56. The pharmaceutical composition for use of any one of claims 53-55, wherein the subject is a human patient suffering from a cancer and the Fc-containing therapeutic agent is for treating the cancer.

57. The pharmaceutical composition for use of claim 56, wherein the cancer is selected from the group consisting of carcinoma, lymphoma, sarcoma, blastoma, and leukemia.

58. The pharmaceutical composition for use of claim 57, wherein the cancer is selected from the group consisting of a cancer of B-cell origin, breast cancer, gastric cancer, neuroblastoma, osteosarcoma, lung cancer, skin cancer, prostate cancer, colon cancer, renal cell carcinoma, ovarian cancer, rhabdomyosarcoma, leukemia,

mesothelioma, pancreatic cancer, head and neck cancer, retinoblastoma, glioma, glioblastoma, and thyroid cancer.

59. The pharmaceutical composition for use of claim 58, wherein the cancer of B-cell origin is selected from the group consisting of B-lineage acute lymphoblastic leukemia, B-cell chronic lymphocytic leukemia, and B-cell non-Hodgkin’s lymphoma.
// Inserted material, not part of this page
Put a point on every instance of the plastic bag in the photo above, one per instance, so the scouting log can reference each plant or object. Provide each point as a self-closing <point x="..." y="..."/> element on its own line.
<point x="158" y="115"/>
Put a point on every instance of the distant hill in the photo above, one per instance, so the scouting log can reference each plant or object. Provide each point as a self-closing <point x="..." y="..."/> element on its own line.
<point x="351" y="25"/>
60. A method for preparing immune cells expressing a chimeric receptor, comprising:

(i) providing a population of immune cells;

(ii) introducing into the immune cells a nucleic acid encoding a chimeric receptor of any one of claims 1-28; and

(iii) culturing the immune cells under conditions allowing for expression of the chimeric receptor.

61. The method of claim 60, wherein the population of immune cells are derived from peripheral blood mononuclear cells (PBMC).
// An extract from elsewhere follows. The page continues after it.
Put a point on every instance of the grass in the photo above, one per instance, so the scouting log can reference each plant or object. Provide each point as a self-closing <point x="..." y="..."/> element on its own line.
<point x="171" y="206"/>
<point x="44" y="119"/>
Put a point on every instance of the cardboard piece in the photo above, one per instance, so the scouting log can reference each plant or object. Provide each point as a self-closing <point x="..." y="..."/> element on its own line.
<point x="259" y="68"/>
62. The method of claim 60 or claim 61, wherein the immune cells are natural killer cells, macrophages, neutrophils, eosinophils, T cells, or a combination thereof.
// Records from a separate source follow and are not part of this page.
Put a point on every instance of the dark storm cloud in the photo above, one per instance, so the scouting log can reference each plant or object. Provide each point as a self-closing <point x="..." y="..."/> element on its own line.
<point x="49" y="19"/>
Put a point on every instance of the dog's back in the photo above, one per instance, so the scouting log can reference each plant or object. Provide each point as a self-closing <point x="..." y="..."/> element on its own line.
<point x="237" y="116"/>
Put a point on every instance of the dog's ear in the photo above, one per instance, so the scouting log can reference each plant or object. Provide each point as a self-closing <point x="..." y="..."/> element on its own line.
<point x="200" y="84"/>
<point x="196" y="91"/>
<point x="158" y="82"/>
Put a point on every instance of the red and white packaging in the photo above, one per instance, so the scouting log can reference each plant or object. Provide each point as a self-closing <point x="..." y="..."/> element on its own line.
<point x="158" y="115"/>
63. The method of any one of claims 60-62, wherein the immune cells are derived from a human patient.

64. The method of claim 63, wherein the human patient is a cancer patient.

65. The method of any one of claims 60-64, wherein the nucleic acid is a viral vector.

66. The method of claim 65, wherein the viral vector is a lentiviral vector or a retroviral vector.

67. The method of any one of claims 60-64, wherein the nucleic acid is an RNA molecule.

68. The method of any of claims 60-67, wherein the vector is introduced into the immune cells by lentiviral transduction, retroviral transduction, DNA electroporation, or RNA electroporation.

69. The method of any one of claims 60-68, further comprising (iv) activating the immune cells expressing the chimeric receptor.

70. The method of claim 69, wherein the immune cells comprise T cells, which are activated in the presence of one or more of anti-CD3 antibody, anti-CD28 antibody, IL-2, and phytohemoagglutinin.

71. The method of claim 70, wherein the immune cells are T cells in which the endogenous T cell receptors are inhibited or eliminated.

72. The method of claim 69, wherein the immune cells comprise natural killer cells, which are activated in the presence of one or more of 4-1BB ligand, anti-4-1BB antibody, IL-15, anti-IL-15 receptor antibody, IL-2, IL-12, IL-21 and K562 cells.